Euclid's division lemma, Fundamental Theorem of Arithmetic - statements after reviewing work done earlier and after illustrating and motivating through examples, Proofs of results - irrationality of √2, √3, √5, decimal expansions of rational numbers in terms of terminating/non-terminating recurring decimals.
Zeros of a polynomial. Relationship between zeros and coefficients of quadratic polynomials. Statement and simple problems on division algorithm for polynomials with real coefficients.
Pair of linear equations in two variables and their graphical solution. Geometric representation of different possibilities of solutions/inconsistency.

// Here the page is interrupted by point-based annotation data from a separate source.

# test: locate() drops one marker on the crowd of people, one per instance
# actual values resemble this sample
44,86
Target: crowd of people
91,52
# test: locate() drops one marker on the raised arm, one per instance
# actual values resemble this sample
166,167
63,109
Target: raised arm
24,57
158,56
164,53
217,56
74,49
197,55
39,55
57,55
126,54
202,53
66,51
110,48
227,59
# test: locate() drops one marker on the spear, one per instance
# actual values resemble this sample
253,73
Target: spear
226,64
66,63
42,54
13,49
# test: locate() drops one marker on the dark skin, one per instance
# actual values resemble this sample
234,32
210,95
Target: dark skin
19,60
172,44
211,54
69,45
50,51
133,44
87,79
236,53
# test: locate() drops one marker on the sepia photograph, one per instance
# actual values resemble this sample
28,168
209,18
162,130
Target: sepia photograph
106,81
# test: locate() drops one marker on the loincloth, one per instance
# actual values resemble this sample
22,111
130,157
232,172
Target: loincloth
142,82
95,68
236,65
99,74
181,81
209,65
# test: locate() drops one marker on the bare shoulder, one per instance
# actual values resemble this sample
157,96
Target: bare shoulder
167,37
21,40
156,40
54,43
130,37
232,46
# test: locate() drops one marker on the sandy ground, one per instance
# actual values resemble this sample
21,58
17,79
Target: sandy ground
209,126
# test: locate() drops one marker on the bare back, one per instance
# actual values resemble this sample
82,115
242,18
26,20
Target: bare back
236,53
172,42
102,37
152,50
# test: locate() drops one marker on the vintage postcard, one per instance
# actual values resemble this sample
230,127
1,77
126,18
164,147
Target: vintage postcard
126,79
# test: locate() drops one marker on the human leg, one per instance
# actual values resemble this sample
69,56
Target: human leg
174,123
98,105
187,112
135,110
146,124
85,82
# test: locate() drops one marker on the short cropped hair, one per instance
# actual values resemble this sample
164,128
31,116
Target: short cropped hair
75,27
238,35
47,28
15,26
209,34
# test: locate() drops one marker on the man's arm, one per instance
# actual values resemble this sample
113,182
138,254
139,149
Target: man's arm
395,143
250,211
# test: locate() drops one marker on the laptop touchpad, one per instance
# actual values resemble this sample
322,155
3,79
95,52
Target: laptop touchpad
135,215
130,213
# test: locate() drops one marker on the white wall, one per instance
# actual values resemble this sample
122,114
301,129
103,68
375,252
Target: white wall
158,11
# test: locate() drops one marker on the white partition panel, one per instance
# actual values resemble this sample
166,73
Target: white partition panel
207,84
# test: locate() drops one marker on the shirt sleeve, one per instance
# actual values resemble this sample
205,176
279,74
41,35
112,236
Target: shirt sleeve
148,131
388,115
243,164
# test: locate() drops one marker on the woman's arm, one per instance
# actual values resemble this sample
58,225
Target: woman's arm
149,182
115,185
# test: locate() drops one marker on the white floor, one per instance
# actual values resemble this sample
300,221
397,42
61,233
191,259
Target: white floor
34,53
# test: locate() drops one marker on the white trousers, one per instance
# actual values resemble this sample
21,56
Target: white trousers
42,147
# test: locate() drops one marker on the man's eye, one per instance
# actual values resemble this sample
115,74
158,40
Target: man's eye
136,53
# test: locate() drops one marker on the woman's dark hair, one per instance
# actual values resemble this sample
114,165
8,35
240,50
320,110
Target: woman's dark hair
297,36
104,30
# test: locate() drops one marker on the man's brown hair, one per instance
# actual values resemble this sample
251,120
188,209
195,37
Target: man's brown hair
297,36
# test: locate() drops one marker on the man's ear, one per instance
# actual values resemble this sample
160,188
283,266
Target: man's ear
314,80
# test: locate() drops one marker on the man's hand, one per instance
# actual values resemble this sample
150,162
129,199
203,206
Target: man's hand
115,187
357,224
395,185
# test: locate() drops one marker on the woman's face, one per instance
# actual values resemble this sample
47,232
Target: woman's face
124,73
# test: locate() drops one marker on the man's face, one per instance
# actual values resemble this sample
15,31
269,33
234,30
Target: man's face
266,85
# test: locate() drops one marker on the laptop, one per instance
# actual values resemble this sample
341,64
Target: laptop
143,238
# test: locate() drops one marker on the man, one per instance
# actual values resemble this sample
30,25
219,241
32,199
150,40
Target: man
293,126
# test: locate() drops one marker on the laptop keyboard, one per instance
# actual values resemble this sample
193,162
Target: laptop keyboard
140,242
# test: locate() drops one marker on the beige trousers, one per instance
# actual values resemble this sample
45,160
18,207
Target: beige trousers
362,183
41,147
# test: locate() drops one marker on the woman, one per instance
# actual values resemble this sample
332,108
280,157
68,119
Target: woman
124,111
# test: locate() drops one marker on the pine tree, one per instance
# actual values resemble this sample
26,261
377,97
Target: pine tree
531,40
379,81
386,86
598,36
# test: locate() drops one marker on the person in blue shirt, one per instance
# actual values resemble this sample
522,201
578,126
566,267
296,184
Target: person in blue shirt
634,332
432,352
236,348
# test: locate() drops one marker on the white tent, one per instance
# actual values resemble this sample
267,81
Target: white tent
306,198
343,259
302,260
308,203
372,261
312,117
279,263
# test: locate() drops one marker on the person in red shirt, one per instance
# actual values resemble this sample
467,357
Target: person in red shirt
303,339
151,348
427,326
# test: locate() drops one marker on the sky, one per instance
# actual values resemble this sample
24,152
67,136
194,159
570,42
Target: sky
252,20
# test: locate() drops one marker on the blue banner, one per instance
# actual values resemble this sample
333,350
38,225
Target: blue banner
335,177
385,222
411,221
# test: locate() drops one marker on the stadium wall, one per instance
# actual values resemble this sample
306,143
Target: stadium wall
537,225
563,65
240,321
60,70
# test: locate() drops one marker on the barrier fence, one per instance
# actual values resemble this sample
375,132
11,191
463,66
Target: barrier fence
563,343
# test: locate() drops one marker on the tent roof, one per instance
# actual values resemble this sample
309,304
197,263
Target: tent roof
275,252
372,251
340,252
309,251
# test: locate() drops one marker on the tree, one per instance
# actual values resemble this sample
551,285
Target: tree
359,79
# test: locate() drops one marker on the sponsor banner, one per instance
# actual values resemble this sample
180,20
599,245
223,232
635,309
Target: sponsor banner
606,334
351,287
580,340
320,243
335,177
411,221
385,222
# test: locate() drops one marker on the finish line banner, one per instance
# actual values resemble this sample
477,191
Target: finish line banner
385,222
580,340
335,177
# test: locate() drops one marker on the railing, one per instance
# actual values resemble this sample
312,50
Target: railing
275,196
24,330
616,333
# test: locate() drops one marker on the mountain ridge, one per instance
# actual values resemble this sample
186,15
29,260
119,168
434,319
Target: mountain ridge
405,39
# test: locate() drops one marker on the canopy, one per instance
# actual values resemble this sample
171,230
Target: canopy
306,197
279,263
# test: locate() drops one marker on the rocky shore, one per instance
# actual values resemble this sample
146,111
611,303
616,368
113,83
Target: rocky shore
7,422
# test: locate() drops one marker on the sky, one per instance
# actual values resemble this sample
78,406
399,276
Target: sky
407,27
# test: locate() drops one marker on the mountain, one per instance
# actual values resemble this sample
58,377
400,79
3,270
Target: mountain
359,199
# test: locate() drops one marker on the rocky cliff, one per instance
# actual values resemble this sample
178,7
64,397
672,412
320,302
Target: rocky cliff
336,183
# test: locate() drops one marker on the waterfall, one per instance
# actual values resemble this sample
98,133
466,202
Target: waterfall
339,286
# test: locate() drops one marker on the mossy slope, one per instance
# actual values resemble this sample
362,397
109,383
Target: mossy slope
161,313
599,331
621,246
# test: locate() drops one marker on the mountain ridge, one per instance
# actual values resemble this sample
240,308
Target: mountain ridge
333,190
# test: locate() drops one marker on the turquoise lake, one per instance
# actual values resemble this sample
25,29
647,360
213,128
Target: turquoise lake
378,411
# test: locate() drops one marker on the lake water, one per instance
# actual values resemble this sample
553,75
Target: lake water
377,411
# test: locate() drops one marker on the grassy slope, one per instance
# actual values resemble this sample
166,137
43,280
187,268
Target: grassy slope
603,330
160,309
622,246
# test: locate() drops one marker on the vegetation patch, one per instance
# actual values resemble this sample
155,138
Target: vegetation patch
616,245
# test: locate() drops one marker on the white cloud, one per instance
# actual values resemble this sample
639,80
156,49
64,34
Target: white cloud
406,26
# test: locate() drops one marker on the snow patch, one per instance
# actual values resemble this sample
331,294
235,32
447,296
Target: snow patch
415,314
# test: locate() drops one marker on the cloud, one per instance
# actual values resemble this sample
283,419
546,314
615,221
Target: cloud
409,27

Algebraic conditions for number of solutions. Solution of a pair of linear equations in two variables algebraically - by substitution, by elimination and by cross multiplication method. Simple situational problems must be included. Simple problems on equations reducible to linear equations.
Standard form of a quadratic equation ax²+bx+c=0, (a ≠ 0). Solution of the quadratic equations (only real roots) by factorization, by completing the square and by using quadratic formula. Relationship between discriminant and nature of roots.
Situational problems based on quadratic equations related to day to day activities to be incorporated.
Motivation for studying Arithmetic Progression Derivation of the nth term and sum of the first n terms of A.P. and their application in solving daily life problems.